Here's the C89 Standard on fwrite():
The fwrite function
Synopsis
#include <stdio.h>
int fwrite(const void * ptr,size_t size, size_t nmemb, FILE * stream);
Description
The fwrite function writes, from the array pointed to by ptr, up to nmemb elements whose size is specified by size, to the stream pointed to by stream. The file position indicator for the stream (if defined) is advanced by the number of characters successfully written. If an error occurs, the resulting value of the file position indicator for the stream is indeterminate.
Returns
The fwrite function returns the number of elements successfully written, which will be less than nmemb only if a write error is encountered.
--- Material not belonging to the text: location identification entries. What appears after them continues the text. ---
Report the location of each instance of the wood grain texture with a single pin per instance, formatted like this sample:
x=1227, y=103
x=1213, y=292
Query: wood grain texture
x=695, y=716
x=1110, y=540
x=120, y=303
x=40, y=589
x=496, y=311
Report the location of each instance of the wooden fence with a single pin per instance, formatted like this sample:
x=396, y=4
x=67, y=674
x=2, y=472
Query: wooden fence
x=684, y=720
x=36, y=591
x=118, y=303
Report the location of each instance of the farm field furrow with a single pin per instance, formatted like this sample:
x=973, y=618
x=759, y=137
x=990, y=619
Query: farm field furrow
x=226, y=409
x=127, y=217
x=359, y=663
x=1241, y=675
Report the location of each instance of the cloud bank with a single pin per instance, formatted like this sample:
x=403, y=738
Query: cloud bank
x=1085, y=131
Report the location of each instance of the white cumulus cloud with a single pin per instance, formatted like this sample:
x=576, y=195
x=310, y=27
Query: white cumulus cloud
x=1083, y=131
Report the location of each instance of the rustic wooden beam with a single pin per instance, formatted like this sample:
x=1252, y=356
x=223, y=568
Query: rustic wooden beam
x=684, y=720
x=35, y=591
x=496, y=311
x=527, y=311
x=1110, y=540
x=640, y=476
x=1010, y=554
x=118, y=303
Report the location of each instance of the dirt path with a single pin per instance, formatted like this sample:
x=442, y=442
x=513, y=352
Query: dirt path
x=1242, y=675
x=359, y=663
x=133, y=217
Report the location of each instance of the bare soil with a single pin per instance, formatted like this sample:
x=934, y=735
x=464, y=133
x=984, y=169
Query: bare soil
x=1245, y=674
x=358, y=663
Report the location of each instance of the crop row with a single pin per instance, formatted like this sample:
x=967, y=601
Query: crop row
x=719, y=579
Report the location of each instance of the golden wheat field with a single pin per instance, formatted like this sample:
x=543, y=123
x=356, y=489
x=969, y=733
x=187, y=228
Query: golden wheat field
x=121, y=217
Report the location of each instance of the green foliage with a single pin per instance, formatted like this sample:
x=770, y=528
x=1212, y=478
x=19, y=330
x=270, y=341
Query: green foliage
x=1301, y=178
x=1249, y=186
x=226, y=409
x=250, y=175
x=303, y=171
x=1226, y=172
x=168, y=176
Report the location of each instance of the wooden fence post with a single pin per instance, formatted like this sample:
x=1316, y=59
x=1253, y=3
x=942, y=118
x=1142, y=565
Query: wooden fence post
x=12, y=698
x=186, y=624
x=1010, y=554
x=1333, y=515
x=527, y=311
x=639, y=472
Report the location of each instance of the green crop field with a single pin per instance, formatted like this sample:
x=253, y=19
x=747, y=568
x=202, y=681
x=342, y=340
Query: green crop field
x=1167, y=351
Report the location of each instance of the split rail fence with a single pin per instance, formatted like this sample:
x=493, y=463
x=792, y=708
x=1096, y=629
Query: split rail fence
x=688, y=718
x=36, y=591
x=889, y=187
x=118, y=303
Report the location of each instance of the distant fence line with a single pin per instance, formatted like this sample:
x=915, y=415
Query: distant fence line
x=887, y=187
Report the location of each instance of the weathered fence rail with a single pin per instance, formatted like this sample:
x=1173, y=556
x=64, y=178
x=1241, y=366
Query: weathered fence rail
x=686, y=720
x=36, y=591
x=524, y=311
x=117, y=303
It's the C99 standard that added the sentence about calling fputc() (which I highlighted below):
The fwrite function
Synopsis
#include <stdio.h>
int fwrite(const void * restrict ptr,size_t size, size_t nmemb, FILE * restrict stream);
Description
The fwrite function writes, into the array pointed to by ptr, up to nmemb elements whose size is specified by size, from the stream pointed to by stream. For each object, size calls are made to the fputc function, taking the values (in order) from an array of
unsigned char
exactly overlaying the object. The file position indicator for the stream (if defined) is advanced by the number of characters successfully written. If an error occurs, the resulting value of the file position indicator for the stream is indeterminate.Returns
The fwrite function returns the number of elements successfully written, which will be less than nmemb only if a write error is encountered. If size or nmemb is zero, fwrite returns zero and the state of the stream remains unchanged.
And nary an “as-if” in sight.
I have to wonder why that sentence was added to C99, if not to force calls to fputc(). I supposed the C Standards Comittee had a reason for it, and I don't think they would have omitted the “as if.” If they did, they failed to add it to the C11 and the proposed C2x standards. So I'm not sure if an implementation of fwrite() can avoid calling fgetc().
And unrelated to this post, I did come across this lovely footnote in the C99 standard:
Setting the file position indicator to end-of-file, as with
fseek(file, 0, SEEK_END)
, has undefined behavior for a binary stream (because of possible trailing null characters) or for any stream with state-dependent encoding that does not assuredly end in the initial shift state.
Seriously?
It's not even “implementation defined?” Because that sounds like an implementation detail (for example, on CP/M). But undefined? Come on!
Worse, it's not even listed in “Appendix J.2 Undefined behavior.”